Less than five years after his early release, McHugh was arrested in Virginia on interstate-drug-trafficking charges in January 2008. Now 32, McHugh was allegedly transporting five kilos of crack cocaine with his old East Cambridge pal Alfred Baldasaro, who, outside McHugh's arraignment in 1992, told reporters that he did not believe what the newspapers were saying about his friend. McHugh is still awaiting trial in Greensville County, Virginia, and his state-appointed attorney (who did not respond to several Phoenix interview requests) is reportedly arguing that troopers illegally searched his vehicle.
Velez, the most elusive of the three, has been off the map since his early release in 2004; attorneys and civilian advocates for Donovan have tried numerous attempts to locate him, with no success. In a 1996 motion asking to revise his sentence, Velez wrote: "In the wake of assistance in this matter I now must live within a world of coldness and great hate for anyone who assists the authorities. . . . I ask on behalf of myself, on plea of my family, who now resides in N.J., that it be within this honorable court's power to ease the constant suffering I now call my life."
Donovan's appeal was rejected on March 29, 1996. After more than five months of deliberation, defense claims of inadequate counsel and insufficient juror instructions were acknowledged, but did not warrant a reversal of Donovan's conviction. "Assault and battery is a lesser included offense of murder in the second degree and the jury should have been so instructed," wrote Assistant District Attorney for the Commonwealth Rosemary Daly Mellor. "The judge's failure to do so, however, did not result in a substantial likelihood of a miscarriage of justice."
Though the Cambridge Chronicle reporter who exposed juror incompetence filed an affidavit with the Superior Court Department, the written testimony was not considered in the appeal process. The Commonwealth acknowledged that Velez "did not include several damaging facts concerning the defendant in his statements to police until just before trial," but decided that was also not enough to nullify the guilty verdict.
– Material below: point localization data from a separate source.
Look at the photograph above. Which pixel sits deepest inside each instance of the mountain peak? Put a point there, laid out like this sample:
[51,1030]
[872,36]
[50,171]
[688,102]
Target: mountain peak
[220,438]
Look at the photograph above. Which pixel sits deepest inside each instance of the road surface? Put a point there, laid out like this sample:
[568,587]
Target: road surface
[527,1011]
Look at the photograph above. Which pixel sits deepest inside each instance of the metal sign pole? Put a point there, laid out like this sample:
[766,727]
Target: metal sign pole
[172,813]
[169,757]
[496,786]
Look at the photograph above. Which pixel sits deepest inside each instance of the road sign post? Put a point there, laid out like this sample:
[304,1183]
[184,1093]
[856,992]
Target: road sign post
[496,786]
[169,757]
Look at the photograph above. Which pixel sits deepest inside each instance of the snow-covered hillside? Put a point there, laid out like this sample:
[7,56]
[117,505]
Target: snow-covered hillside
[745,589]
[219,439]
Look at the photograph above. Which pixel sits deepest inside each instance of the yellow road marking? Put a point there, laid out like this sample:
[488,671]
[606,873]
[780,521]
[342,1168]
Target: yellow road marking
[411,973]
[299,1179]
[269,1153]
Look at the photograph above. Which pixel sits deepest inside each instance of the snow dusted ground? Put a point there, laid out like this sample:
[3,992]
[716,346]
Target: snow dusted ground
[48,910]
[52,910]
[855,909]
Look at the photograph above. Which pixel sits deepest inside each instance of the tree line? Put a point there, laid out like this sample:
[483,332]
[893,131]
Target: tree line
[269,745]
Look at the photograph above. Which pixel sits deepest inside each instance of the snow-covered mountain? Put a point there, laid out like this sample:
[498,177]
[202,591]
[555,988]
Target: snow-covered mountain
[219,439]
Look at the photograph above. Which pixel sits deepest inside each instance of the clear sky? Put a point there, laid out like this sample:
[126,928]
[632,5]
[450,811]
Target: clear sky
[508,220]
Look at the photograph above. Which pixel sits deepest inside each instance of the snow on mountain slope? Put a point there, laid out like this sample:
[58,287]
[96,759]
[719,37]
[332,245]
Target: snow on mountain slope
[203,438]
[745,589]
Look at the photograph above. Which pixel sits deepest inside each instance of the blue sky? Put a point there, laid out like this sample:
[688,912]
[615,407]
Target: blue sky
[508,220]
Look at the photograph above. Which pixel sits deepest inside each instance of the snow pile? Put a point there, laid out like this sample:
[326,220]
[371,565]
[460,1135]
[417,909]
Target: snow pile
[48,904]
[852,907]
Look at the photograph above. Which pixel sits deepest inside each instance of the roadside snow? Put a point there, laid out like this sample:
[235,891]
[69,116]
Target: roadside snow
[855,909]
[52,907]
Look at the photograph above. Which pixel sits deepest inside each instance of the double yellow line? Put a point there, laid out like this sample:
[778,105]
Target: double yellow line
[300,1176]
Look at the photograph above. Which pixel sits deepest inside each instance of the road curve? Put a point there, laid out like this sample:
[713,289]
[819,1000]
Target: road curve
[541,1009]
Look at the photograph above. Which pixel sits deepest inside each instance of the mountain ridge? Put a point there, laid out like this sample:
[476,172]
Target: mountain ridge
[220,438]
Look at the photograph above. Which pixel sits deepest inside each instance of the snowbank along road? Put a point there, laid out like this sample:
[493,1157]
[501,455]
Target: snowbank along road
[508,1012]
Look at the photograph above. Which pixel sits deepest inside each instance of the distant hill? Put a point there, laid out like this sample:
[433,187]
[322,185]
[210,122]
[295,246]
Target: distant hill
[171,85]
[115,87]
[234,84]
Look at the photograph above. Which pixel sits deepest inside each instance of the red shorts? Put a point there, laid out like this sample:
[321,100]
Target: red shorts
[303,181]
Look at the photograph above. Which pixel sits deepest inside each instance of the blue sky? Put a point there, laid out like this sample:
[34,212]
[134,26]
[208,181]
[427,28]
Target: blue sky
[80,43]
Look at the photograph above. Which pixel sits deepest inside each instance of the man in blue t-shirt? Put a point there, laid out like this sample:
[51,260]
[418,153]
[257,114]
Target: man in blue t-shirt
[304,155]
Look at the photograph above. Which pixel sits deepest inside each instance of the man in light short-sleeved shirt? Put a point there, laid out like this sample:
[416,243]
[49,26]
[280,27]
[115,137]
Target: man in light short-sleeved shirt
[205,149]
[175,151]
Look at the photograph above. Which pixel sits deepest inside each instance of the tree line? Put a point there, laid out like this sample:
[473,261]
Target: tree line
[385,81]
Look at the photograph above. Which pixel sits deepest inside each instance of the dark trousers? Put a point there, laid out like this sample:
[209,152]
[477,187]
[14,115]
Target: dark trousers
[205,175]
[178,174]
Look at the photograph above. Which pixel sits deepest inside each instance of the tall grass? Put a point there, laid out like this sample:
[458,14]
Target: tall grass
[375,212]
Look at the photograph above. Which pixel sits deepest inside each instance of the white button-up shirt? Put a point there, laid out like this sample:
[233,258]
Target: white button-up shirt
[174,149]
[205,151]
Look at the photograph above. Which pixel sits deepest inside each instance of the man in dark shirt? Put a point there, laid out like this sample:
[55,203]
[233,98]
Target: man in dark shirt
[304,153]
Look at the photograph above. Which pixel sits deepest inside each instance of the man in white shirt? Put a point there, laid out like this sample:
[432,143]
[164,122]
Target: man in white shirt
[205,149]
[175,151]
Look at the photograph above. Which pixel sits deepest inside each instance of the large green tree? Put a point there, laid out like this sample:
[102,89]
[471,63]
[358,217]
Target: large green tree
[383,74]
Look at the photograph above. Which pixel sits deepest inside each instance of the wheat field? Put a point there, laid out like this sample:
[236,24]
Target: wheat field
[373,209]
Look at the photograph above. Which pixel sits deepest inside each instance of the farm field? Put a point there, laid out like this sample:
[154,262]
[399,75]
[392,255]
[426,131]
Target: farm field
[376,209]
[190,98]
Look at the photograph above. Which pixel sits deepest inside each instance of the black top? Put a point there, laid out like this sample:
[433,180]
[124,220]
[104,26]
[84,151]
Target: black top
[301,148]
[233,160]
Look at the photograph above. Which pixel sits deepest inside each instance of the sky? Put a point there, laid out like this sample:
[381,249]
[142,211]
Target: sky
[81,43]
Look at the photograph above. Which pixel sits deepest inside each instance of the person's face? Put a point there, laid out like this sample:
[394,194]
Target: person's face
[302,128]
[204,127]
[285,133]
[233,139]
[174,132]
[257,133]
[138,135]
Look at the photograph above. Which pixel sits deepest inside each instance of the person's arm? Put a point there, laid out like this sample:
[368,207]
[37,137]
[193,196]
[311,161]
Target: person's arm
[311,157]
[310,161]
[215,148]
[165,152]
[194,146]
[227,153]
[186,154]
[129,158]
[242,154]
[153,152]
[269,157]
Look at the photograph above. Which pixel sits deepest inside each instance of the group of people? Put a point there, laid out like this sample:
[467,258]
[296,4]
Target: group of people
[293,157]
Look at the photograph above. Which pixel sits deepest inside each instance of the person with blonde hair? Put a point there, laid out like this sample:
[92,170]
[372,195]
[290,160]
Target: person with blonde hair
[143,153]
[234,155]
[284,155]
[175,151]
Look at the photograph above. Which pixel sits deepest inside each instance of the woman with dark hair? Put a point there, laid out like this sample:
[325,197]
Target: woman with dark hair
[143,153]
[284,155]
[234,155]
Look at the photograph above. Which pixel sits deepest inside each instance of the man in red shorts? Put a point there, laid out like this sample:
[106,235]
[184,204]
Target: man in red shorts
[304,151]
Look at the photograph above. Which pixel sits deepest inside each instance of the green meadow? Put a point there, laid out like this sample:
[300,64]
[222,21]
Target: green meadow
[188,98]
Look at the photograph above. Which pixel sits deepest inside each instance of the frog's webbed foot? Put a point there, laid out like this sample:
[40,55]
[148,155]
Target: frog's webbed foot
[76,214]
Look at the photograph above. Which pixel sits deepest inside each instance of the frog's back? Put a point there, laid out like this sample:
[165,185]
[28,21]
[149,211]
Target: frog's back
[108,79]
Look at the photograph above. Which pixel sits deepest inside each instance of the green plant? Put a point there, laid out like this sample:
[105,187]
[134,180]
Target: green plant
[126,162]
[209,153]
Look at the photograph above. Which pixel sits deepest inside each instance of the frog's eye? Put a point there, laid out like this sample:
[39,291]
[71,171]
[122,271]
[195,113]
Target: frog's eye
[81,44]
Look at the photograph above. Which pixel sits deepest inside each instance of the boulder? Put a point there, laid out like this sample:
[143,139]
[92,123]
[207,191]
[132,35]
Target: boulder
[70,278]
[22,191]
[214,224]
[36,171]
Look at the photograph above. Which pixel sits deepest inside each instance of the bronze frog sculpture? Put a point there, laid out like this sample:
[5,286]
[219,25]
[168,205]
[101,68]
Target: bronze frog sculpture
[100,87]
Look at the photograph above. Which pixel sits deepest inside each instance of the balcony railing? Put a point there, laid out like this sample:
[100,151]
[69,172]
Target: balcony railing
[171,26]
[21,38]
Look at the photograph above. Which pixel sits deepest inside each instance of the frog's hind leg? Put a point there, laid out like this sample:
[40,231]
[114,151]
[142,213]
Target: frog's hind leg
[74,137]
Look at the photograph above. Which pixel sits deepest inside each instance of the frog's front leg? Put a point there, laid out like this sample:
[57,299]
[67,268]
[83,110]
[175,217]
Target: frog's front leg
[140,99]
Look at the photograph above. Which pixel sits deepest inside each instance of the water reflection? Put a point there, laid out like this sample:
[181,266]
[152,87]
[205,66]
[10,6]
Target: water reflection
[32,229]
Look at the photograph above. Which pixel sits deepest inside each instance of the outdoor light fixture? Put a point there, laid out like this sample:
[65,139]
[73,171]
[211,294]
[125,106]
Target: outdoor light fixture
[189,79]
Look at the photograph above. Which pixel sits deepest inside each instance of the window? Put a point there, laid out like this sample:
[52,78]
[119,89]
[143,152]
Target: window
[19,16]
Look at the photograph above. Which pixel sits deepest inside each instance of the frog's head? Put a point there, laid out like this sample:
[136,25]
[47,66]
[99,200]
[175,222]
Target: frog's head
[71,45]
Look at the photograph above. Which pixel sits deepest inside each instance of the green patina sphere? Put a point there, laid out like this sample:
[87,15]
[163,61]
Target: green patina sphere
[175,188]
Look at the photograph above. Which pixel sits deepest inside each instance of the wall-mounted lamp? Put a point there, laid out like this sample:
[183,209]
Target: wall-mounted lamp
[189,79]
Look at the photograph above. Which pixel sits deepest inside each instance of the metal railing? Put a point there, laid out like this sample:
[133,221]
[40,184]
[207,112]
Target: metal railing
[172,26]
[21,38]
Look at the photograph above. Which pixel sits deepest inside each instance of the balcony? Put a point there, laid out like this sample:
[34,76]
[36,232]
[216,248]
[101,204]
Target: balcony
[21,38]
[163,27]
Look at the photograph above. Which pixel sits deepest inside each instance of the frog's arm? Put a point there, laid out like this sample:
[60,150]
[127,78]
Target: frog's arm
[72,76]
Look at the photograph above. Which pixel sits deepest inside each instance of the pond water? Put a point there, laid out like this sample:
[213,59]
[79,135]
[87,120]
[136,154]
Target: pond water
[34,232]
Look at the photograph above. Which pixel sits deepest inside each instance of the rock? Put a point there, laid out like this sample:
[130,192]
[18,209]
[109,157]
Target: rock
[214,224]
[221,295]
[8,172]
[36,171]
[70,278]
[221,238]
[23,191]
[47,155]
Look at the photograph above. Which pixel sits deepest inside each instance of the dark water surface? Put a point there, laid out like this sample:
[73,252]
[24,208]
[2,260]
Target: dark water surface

In 2000, Donovan was sent to the Departmental Disciplinary Unit (DDU) at the MCI-Walpole correctional facility following a physical altercation with another prisoner. He was later found to have acted in self-defense, but, due to mandatory procedure, still spent four years in solitary confinement awaiting his prison hearing. Four months after his 2004 re-admittance to the general population, he returned to DDU again following another scuffle, only to be re-released after it was found that he acted to protect a correctional officer.
This March, Donovan was relocated to the medium-security facility at the Old Colony Correctional Center in Bridgewater. He's not thrilled about having a prison roommate for the first time, but is now able to have physical contact with relatives and loved ones. His mother, who recently lost her second husband, visits often, as does his father, a Vietnam veteran who is retired from the phone company. Donovan also frequently sees advocates, including his attorney uncle, Jack, and his great aunt, Carol Hallisey, who helped build the Web site supportjoedonovan.org to solicit public sympathy.